A Lot Falls On School Counselors When It Comes To Processing And Preventing Tragedy

They’re charged with helping students cope with trauma, but also spotting a child who may pose a risk to themselves or others.

By Rhonda FanningSeptember 4, 2019 7:11 am, ,

Students in Odessa returned to class on Tuesday, many of them dressed in yellow. It was planned by Odessa High School’s student council to show support, and convey a sense of hope, after the recent mass shooting that killed one of their classmates, 15-year-old Leilah Hernandez.

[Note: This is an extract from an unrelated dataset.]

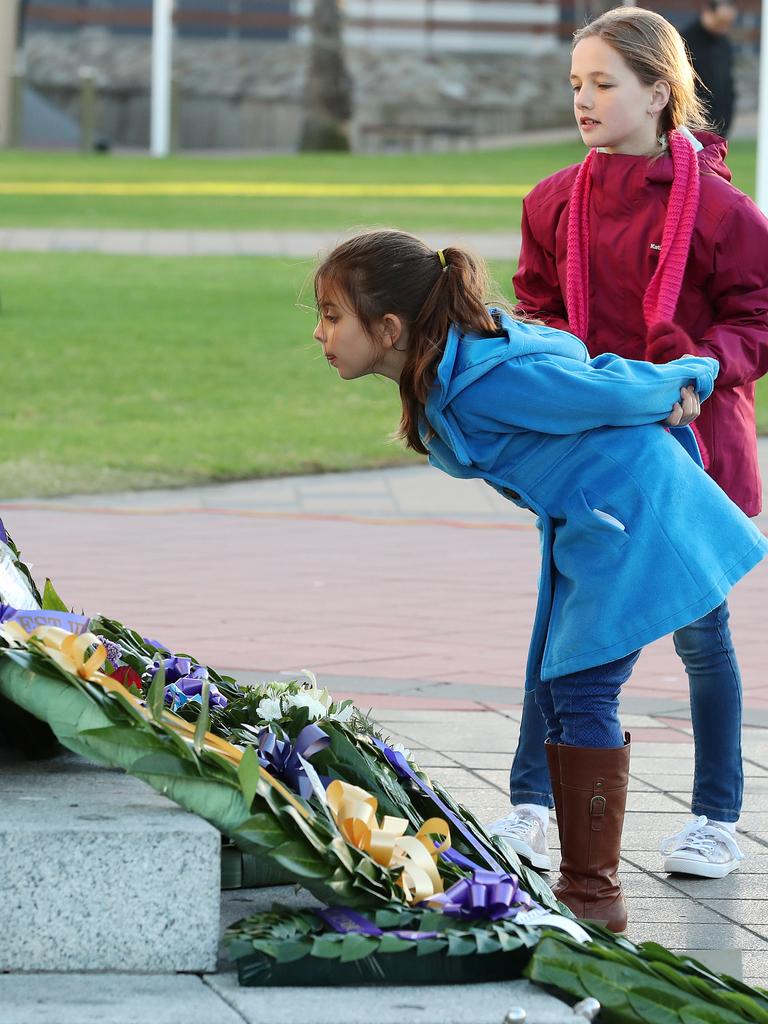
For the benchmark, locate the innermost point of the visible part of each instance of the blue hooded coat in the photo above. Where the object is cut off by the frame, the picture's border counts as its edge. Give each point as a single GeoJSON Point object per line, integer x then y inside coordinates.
{"type": "Point", "coordinates": [637, 541]}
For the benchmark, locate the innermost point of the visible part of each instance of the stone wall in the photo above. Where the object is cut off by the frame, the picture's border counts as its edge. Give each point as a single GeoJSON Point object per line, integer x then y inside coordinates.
{"type": "Point", "coordinates": [248, 94]}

As the students cope, the Ector County Independent School District is trying to help by making more mental-health counseling available. Lesa Pritchard is president-elect of the Texas School Counselor Association, and says counselors give students an opportunity to process an event that seems to have no rational explanation.

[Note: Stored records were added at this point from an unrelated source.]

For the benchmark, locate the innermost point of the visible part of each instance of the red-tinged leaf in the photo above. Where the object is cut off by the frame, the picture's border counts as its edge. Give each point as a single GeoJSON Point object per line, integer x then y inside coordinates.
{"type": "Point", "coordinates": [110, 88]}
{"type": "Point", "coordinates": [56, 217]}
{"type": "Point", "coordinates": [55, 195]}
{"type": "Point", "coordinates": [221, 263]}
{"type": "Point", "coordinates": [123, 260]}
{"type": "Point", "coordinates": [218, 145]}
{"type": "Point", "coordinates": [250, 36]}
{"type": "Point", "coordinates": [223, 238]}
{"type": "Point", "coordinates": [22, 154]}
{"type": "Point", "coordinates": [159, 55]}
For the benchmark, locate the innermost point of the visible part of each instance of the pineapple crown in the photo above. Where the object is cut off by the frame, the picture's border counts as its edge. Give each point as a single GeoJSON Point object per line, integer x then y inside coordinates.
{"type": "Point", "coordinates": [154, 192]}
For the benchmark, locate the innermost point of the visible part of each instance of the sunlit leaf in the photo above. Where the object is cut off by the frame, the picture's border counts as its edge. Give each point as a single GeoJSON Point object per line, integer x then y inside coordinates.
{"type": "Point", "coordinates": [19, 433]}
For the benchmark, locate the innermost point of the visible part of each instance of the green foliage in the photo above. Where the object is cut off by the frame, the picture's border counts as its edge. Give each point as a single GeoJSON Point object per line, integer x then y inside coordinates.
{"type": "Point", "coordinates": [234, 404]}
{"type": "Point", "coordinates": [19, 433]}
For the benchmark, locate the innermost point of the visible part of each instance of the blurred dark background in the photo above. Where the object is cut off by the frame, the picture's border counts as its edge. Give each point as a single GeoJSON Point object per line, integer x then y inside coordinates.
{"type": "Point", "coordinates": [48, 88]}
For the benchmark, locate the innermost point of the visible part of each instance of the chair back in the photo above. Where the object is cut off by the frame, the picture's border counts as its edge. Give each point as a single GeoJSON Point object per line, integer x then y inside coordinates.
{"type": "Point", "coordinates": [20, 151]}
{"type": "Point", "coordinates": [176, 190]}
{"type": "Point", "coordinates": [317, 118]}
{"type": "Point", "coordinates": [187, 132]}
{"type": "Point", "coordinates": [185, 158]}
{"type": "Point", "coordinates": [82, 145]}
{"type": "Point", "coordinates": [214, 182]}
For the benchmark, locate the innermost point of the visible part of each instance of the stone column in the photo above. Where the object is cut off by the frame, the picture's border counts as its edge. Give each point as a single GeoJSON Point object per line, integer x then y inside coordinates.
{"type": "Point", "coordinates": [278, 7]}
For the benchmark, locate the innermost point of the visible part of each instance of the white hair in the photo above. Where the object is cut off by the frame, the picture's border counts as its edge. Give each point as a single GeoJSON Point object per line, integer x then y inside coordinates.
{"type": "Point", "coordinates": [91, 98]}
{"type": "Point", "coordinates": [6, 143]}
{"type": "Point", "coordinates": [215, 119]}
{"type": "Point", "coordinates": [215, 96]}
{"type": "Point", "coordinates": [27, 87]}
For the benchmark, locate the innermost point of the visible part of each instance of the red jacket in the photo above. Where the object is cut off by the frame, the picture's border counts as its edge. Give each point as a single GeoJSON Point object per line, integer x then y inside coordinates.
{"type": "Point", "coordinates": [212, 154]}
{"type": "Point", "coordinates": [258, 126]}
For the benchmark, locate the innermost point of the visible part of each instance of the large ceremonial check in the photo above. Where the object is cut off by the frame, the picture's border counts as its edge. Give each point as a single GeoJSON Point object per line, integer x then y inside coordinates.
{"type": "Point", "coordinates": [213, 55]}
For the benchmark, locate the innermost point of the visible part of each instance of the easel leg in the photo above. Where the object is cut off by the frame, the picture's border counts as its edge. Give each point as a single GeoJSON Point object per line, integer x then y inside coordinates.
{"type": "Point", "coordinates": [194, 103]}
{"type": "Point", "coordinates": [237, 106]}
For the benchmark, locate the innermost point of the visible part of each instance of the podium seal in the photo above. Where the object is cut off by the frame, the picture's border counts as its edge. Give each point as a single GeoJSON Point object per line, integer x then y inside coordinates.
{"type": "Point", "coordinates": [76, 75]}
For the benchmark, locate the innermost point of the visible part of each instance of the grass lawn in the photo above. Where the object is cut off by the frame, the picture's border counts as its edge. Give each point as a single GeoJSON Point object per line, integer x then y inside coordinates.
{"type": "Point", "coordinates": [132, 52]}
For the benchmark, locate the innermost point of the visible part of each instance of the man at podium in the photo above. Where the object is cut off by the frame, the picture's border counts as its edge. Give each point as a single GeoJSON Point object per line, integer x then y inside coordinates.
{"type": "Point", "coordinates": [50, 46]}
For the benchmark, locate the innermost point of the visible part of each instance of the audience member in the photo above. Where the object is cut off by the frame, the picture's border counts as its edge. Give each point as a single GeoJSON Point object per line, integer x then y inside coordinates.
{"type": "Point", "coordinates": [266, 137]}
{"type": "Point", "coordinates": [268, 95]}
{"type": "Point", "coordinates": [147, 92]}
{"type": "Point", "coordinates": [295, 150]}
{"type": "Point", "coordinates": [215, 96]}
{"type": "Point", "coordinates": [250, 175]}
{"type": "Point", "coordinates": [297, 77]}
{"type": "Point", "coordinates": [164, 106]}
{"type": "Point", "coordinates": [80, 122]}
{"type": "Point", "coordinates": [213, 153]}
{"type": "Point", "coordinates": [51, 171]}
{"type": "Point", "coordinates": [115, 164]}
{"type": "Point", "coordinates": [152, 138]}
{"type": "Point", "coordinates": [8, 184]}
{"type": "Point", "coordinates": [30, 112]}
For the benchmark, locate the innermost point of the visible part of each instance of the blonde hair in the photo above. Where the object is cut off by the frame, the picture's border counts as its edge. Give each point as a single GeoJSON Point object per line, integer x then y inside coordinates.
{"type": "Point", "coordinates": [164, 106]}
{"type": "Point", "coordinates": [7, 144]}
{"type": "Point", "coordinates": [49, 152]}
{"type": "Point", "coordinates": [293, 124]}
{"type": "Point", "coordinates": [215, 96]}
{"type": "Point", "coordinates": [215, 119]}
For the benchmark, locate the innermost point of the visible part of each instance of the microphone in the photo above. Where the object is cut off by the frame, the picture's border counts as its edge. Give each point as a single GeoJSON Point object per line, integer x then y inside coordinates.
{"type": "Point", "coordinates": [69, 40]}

“They are acknowledging what the student is feeling, and acknowledging that they are senseless acts of violence,” Pritchard says.

But fear can also be pervasive among kids who’ve experienced trauma. Pritchard says getting back to a normal schedule can help.

“You want to let them talk about things, draw, write letters to the person who’s passed or even the family, but you also want to have class and try to follow their lead,” she says. “Give them what they need, not what you think they need.”

Some students struggling to cope may not seek help. Pritchard says adults need to pay attention to any behavior changes in a child after a traumatic event.

“There’s going to naturally be some changes in behavior, but does the student seem to be more anxious than other students? Are they having a harder time?” she says. “If you know a student has issues already, those students tend to me more affected by trauma.”

School counselors are trained mental health professionals, but Ector ISD said it didn’t have enough of them, or other personnel, to help deal with the tragedy. Indeed, districts across the state face a shortage of mental health professionals. Pritchard says counselors need to connect with colleagues at other schools, and other local mental health professionals, before a tragedy so they’re prepared.

“If something bad does happen in our community, we know what to put in place already,” she says.

School counselors can also identify students who might pose a risk of violence to themselves or others. Pritchard says counselors get regular training to be able to do that effectively.

“We attend conferences … and we have sessions on helping students with trauma, identifying students who may be at risk to harm self or others,” Pritchard says. “We’re working constantly on improving our skills in that area.”